After our visit to Dorset earlier this year courtesy of holidaycottages.co.uk I returned with a decent haul of beers from the county, including a set from a new (to me) brewery, 8 Arch.
8 Arch Brewing is based in Wimborne, Dorset and is named for the local landmark of Julian’s Bridge which crosses the River Stour with an unusually long span of 8 arches. Like many small breweries, they’re tucked away on a fairly nondescript industrial estate but they’re well worth seeking out.
Bowstring is a 3.8% session bitter. It’s a perfect looking copper ale, with a deep, loose textured head.
The aroma is earthy, full of traditional English hops and a nice backdrop of biscuity malt.
In the mouth there are blackcurrant fruit flavours, with a deep bitterness and a little honey sweetness to balance it out. Nothing too wild and crazy, but it’s a very tasty best bitter.
Parabolic is a 4.5% pale ale. It’s a golden ale with a nice bright white head.
The aroma is wonderfully hoppy – floral notes with lots of tropical fruit in there too.
In the mouth it starts out sugar sweet on the tongue, but this is quickly countered with a deeply bitter hop kick. It’s almost too bitter but just manages to stay on the tasty side of the line. Overall, a very nicely crafted hop heavy pale ale.
Quarterback is a 4.8% Porter. It’s a blackish brown ale with a deep, but short lived, open textured tan head.

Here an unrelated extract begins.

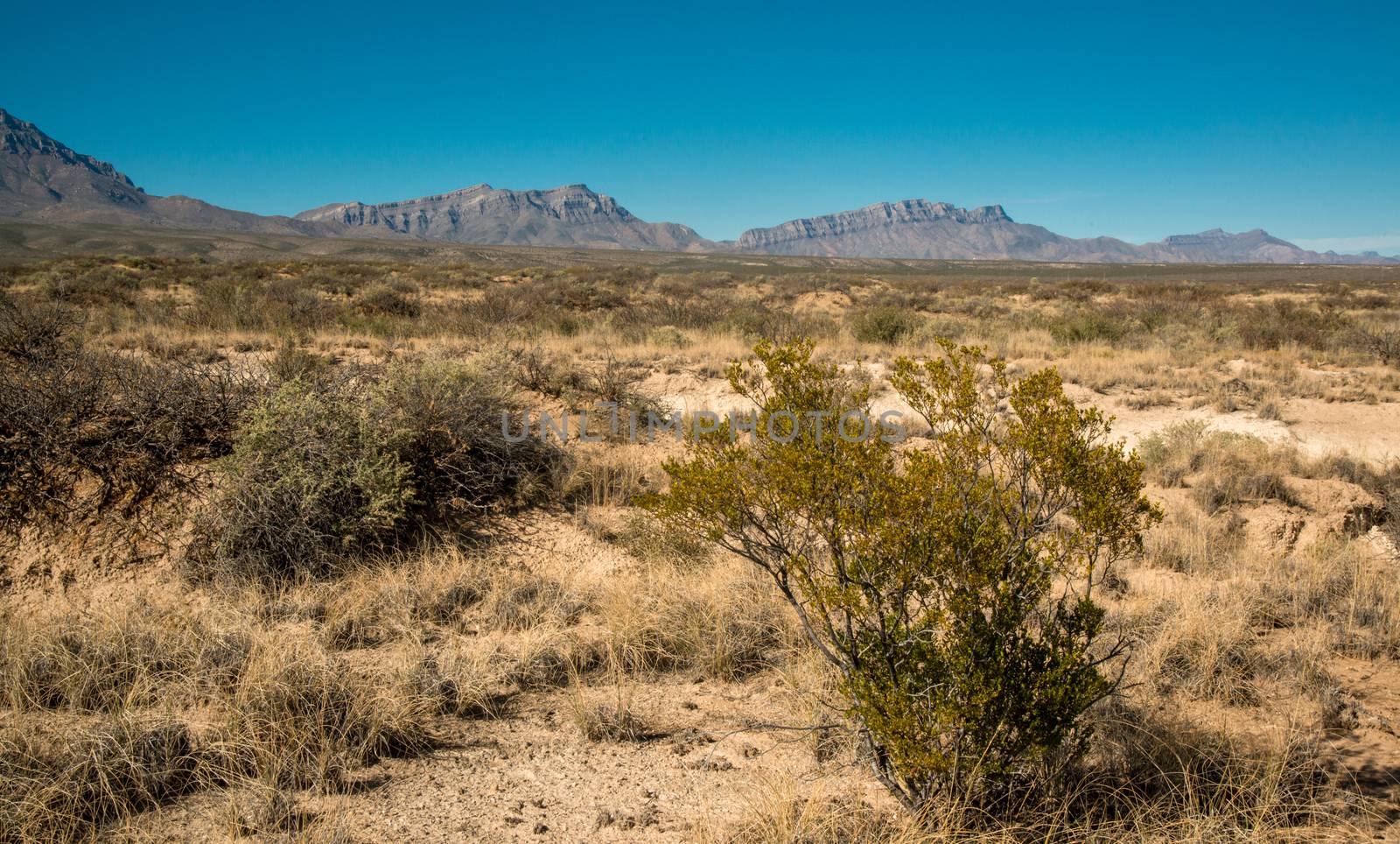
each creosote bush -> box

The aroma is pretty much full of toasted malt, almost to the point of burnt.
In the mouth, there’s a surprisingly light body – light but in no way watery. There’s a tiny touch of sugar at the very start, quickly and delicately balanced by a soft, slightly burnt bitterness. In the background is a hint of blackcurrants, but not much else in the way of fruit.

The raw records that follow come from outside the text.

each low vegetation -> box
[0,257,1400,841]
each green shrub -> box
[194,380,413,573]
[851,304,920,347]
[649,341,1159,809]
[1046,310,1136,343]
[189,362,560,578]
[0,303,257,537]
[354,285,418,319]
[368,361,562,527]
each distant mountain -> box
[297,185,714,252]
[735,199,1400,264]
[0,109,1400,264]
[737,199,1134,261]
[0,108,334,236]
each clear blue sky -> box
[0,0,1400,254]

Light, easy drinking and tasty, but is it perhaps too light for a porter?
Corbel is a 5.5% India pale ale. It’s a golden ale with a thin, fine bubbled head.
The aroma is wonderfully hoppy – floral and full of tart citrus fruit, with a belt of passion fruit lurking below that.

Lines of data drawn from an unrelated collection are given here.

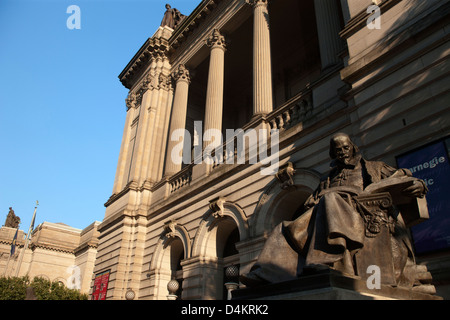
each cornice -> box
[339,0,402,39]
[169,0,222,49]
[119,36,169,89]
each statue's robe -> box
[241,156,413,285]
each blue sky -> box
[0,0,200,232]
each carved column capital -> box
[275,162,295,189]
[245,0,269,7]
[206,29,227,50]
[209,197,226,219]
[141,74,154,92]
[158,73,172,90]
[125,92,136,110]
[172,64,191,83]
[164,220,178,238]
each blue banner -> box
[397,141,450,254]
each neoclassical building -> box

In the mouth it’s rich and sweet, with passion fruit and a sticky sugar syrup that is slowly – very slowly – countered with a deep, resinous hoppy bitterness.
Delightfully balanced, it doesn’t pack quite the punch of the best IPA but it comes wonderfully close. As my tasting notes say – Yum!
Overall it’s a decent collection of beers, covering both the traditional and the more ‘crafty’ side of beer. Definitely one to seek out when you find yourself in that part of the country.